For all three creators, Tim, Martin and Jonathan, it was very important not to be too ‘directional’ in their directions. They wanted to leave lots of space for DAI to evolve its own ideas of what dance is.

“We don’t give it rules. We give it things to observe. And we give it some notion that some things it observes could be good and some could be bad – there’s a massive grey area within that for it to develop its own opinion.”

Because DAI does not have the shape of a human body, it has to 'transpose' any human movement it witnesses into its own version of that movement. It's not unlike what many contemporary choreographers do, working with everyday movement and gesture and abstracting it into a piece of dance, which might bear little resemblance to the movement that inspired it. Interestingly, Jonathan draws a parallel between DAI working within programmed parameters, and choreographers like Merce Cunningham working with rules like chance operations.

In order to develop its own movement vocabulary, DAI has two AIs. Again similar to a human artist, DAI has its creative impulse, and it has the voice that passes judgement on what it’s created.

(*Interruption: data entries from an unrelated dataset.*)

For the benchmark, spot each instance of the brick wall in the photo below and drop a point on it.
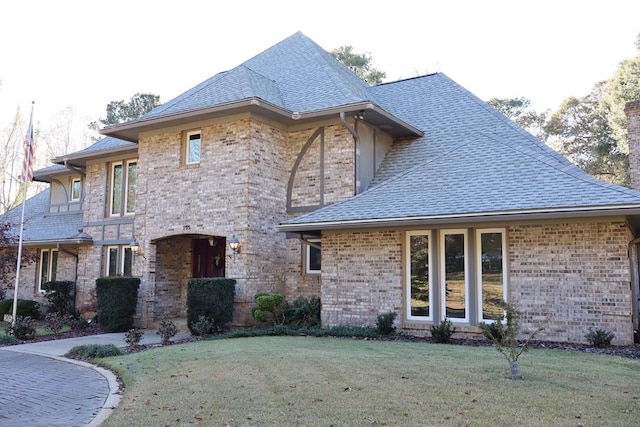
(361, 276)
(577, 272)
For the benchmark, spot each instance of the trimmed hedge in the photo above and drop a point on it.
(26, 308)
(211, 298)
(59, 294)
(117, 298)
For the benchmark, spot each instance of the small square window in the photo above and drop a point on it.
(193, 147)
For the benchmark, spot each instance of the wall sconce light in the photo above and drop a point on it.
(234, 244)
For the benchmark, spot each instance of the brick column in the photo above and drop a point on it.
(632, 110)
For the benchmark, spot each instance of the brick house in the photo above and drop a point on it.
(413, 196)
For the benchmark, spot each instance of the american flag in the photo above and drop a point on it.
(29, 152)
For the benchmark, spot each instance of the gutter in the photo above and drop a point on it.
(521, 215)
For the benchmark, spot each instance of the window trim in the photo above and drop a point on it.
(72, 190)
(442, 283)
(307, 257)
(51, 272)
(187, 158)
(113, 187)
(121, 253)
(429, 235)
(478, 255)
(125, 188)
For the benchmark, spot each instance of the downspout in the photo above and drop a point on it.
(75, 279)
(356, 151)
(633, 259)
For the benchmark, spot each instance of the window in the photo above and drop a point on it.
(491, 274)
(455, 290)
(313, 257)
(193, 147)
(76, 189)
(119, 261)
(48, 267)
(123, 188)
(419, 294)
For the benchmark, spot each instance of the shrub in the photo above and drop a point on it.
(268, 308)
(211, 298)
(303, 313)
(24, 328)
(599, 338)
(167, 330)
(55, 322)
(117, 299)
(8, 340)
(93, 351)
(202, 327)
(443, 331)
(385, 323)
(59, 295)
(26, 308)
(133, 337)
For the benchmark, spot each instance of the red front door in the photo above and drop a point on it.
(208, 257)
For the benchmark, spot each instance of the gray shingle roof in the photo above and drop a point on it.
(471, 161)
(42, 226)
(295, 74)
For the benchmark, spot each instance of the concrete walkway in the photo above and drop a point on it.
(43, 388)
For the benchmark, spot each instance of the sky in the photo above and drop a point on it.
(85, 54)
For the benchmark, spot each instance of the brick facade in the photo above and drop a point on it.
(579, 272)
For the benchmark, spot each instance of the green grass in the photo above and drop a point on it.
(288, 381)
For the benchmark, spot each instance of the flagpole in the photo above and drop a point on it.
(25, 179)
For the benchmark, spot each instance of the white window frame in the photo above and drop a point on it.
(114, 184)
(51, 272)
(429, 235)
(442, 284)
(72, 192)
(187, 144)
(479, 233)
(307, 257)
(125, 188)
(121, 251)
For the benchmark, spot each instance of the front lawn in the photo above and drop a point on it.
(288, 381)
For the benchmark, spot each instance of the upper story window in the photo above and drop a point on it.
(123, 188)
(119, 261)
(48, 267)
(76, 189)
(193, 147)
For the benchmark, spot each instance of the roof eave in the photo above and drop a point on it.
(480, 217)
(373, 114)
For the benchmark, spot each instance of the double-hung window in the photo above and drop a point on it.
(123, 188)
(48, 267)
(119, 261)
(441, 283)
(192, 147)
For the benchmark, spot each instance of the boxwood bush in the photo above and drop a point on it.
(211, 298)
(117, 298)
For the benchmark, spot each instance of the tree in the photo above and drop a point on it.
(9, 256)
(359, 63)
(120, 111)
(584, 136)
(623, 87)
(519, 110)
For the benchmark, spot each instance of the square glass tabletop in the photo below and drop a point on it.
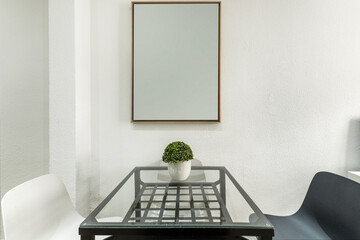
(210, 202)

“We have two artificial intelligences, one doing the movement and we have a form of art critic analysing the momvement and saying ‘this is interesting’ and ‘this is not interesting’. Interesting is something that involves repetition, progression. We have the critic and we have the general notion of the joy of moving, using your body to its fullest and then we let it do whatever it wants based on that.”

All three of DAI’s 'parents' seem to have developed some feelings for the robot as an entity in itself. Jonathan likens ‘raising’ DAI to raising his own children.

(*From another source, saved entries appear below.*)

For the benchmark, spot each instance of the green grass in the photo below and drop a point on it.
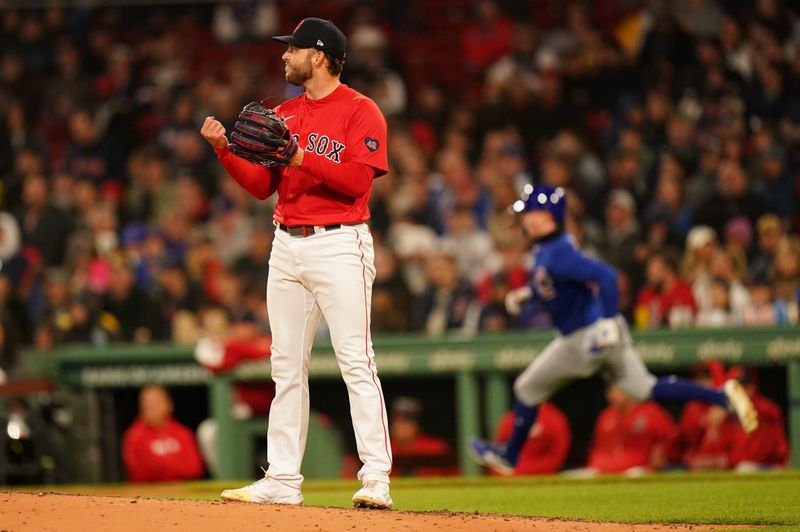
(770, 498)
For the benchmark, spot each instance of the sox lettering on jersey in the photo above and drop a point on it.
(319, 145)
(330, 273)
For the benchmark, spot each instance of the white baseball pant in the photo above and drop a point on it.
(327, 274)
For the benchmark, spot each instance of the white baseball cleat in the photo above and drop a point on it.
(374, 494)
(265, 491)
(741, 405)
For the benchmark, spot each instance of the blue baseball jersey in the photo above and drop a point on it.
(575, 289)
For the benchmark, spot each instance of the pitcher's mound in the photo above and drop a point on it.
(73, 513)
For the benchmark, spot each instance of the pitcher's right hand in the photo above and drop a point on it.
(214, 133)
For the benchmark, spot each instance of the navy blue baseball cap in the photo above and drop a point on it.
(317, 33)
(542, 198)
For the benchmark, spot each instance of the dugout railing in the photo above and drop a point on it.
(484, 361)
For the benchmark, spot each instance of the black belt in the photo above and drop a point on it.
(307, 230)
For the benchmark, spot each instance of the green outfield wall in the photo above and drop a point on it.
(481, 360)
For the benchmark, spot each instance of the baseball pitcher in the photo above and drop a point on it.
(581, 295)
(320, 151)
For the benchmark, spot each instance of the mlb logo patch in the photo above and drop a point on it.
(372, 144)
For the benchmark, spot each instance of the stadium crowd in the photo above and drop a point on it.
(674, 126)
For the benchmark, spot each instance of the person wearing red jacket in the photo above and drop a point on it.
(156, 448)
(703, 431)
(631, 437)
(666, 298)
(767, 446)
(548, 441)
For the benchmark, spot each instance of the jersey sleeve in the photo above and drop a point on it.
(575, 266)
(366, 137)
(261, 182)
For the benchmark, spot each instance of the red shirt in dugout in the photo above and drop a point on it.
(159, 454)
(344, 139)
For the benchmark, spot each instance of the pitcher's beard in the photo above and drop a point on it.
(298, 76)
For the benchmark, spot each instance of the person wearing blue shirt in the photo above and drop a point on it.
(581, 295)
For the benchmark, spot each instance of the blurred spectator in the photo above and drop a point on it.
(775, 181)
(703, 430)
(761, 310)
(548, 443)
(89, 156)
(770, 234)
(176, 293)
(767, 446)
(786, 272)
(486, 37)
(701, 247)
(245, 20)
(631, 437)
(494, 315)
(665, 298)
(622, 233)
(733, 196)
(467, 243)
(393, 308)
(717, 311)
(156, 447)
(415, 452)
(738, 239)
(449, 303)
(43, 226)
(13, 324)
(128, 313)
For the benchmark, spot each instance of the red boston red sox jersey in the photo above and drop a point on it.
(344, 139)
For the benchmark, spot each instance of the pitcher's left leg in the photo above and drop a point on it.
(343, 290)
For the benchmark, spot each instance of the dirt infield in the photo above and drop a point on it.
(23, 512)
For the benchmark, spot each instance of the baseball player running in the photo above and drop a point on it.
(321, 264)
(581, 295)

“Definitely I’d say I’ve developed an attachment to this object. After working with it for months now, seeing it evolve and seeing humans interact with it and seeing how it becomes like a pet for people, and how I think it should be more than a pet... If I heard someone talking to my kids like that, I’d feel upset.”

Tim sees the DAI experiment as having a crucially important wider societal resonance. He’s the president of the ImpactIA foundation, an entity devoted to raising awareness of the potential impact of an AI revolution on society.

“My big concern is that this is something we’ve never seen before. And as someone who’s worked in computers for ages, this change is, in my mind, much bigger than the Internet was. I can see the potential for massive job displacement. And this is something that could create a level of trauma in our society that we’ve never really come across before. It will change everything inside the next 20 or 30 years.”

We know that Silicon Valley is abuzz with buzz about an AI dawn and that billionaires like Elon Musk are pushing for regulation to control a phenomenon that, as Musk says, is potentially ‘more dangerous than nukes’. The DAI team point to the fact that the type of people who are currently shaping the future of an artificially intelligent world are top-of-their-game computer programmers and tech titans, individuals who tend to live in a world that's radically different to the reality inhabited by the rest of the population. Jonathan is hopeful at the prospect of artistic AIs.

“Maybe it’s good to have an AI in ten years that’s spent those ten years developing art. Hopefully over the next decade we’re going to keep upgrading it, and it’s going to learn more. Maybe it’ll become a painter after being a dancer, maybe it’ll become something else after that. But hopefully it wil develop as an artist and it’s going to start questioning the society around it, like I think an artist should.”

The team plan to opensource everything related to the project once it’s completed, to allow any and every one to access tools to start thinking about making their own robots.

“The more artists and people who start experimenting with this and realising how much you can do, the better – that would really help move things forward in a good way.”